On Thursday morning, I kicked off the track with a keynote linking open innovation and open source software. My slides will be (now are) available online.
As I found out, most of the audience was familiar with the original Chesbrough book Open Innovation, but were not using the concepts in their research. This is an issue I’ve encountered before. Some of it is because Chesbrough’s choice of terminology is oh descriptive and generic — adding “open” as a modifier to “innovation” can and has been used by other researchers in a sense not consistent with Henry Chesbrough’s definition. In other cases, there is an attempt to piggyback on the recent popularity of the buzzword in industry and academia.
So I want to highlight one small part of my talk — that which contrasts the innovation models of Chandler, Chesbrough, Scotchmer and von Hippel.
Alfred Dupont Chandler, Jr. is America’s greatest business historians, the one primarily responsible over the past 40 years for our understanding of how and why the modern American (and later, multinational) corporation developed. In books such as the The Visible Hand (1977) and Scale and Scope (1990), he showed how companies of the late 19th century and early 20th century diversified and integrated to command dominant positions in their respective markets.
Most of the companies he selected had significant administrative (organizational) innovations that helped define our modern conception of how to build a large corporation. While railroads or Sears Roebuck did not have a significant product innovation effort, it was impossible to write about the US (or German) chemical industry without considering the role of the internal industrial R&D lab in the success of the large firm.
Such vertical integration of R&D to product development and distribution is the exact opposite of what the original Open Innovation book was attacking. It’s not that open innovators (such as IBM) can’t have in-house R&D, but their innovation strategies should not be defined only in terms of progressing internal technologies to internal investigations to a firms own R&D funnel. Over and over again, I illustrate this using Figures 1.1 and 1.1 from Chapter 1 (by Chesbrough) of our 2006 book.
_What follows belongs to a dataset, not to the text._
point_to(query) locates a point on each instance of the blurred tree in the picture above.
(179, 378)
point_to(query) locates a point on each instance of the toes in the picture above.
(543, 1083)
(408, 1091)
But open innovation overlaps heavily with two other streams of research on innovation. Researchers on each side often omit the links, either because they don’t know them, because they are emotionally or intellectually invested in one paradigm, or (legitimately) for parsimony or compactness. Still, both paradigms have strong links back to open innovation.
The better known of the two is the user innovation paradigm of MIT’s Eric von Hippel. Promulgated with his 1988 book (Sources of Innovation) and a series of journal articles, von Hippel focused on the idea that firms could tap into both the knowledge and desire of users to solve their own needs. In some cases, it’s a classic win-win, as users get a better solution and producers gain a broader (or deeper) solution to sell.
The user innovation paradigm is the theoretical basis for a large stream of open source software research (particularly from Karim Lakhani), as it is an excellent fit to the entire Apache experience. (As far as I know, the only research that interprets OSS through open innovation paradigm is my own work with Scott Gallagher). Von Hippel has combined his earlier work, the open source work, and other evidence along the way in his 2005 book Democratizing Innovation.
The other stream is the concept of cumulative innovation. Some of this ties back to the cumulative processes of public science (analyzed, by among others, Paul David). But perhaps the most single-minded pursuit of the topic has been by Suzanne Scotchmer, both in her 2004 book and in various papers.
So who does innovation? Below is a table I prepared summarizing the four perspectives:
Chesbrough’s 2003 book certainly acknowledges the influence of von Hippel’s earlier book. Our 2006 book acknolwedges both books — although the mention of the later book is cursory only because it came out about the same time as we sent our manuscript to Oxford (October 2005). Conversely, many of the current user innovation researchers have a potential open innovation angle if they chose to pursue it.
† In my original slides, I limited von Hippel to user innovation, but my audience reminded me that his 1988 book also included supplier innovation — which has been de-emphasized in subsequent work by von Hippel and his followers.
Focal Firm Suppliers Customers Rivals Chandler X
Chesbrough X X X X Scotchmer X
X von Hippel X †
So far, I’m not aware of anything that links Chesbrough to Scotchmer — perhaps because one is management and one is economics, or perhaps because the former favors strong IP rights and the latter is more about weakening (at least slightly) IP protection.
Right now, I don’t know how I’m going to pursue this comparison, but it seemed useful to my fellow researchers attending the conference and the track.
Update: Ironically, as I was preparing to come to Europe, Al Chandler died at the age of 88. But the Chandlerian approach towards understanding large firms will long survive him.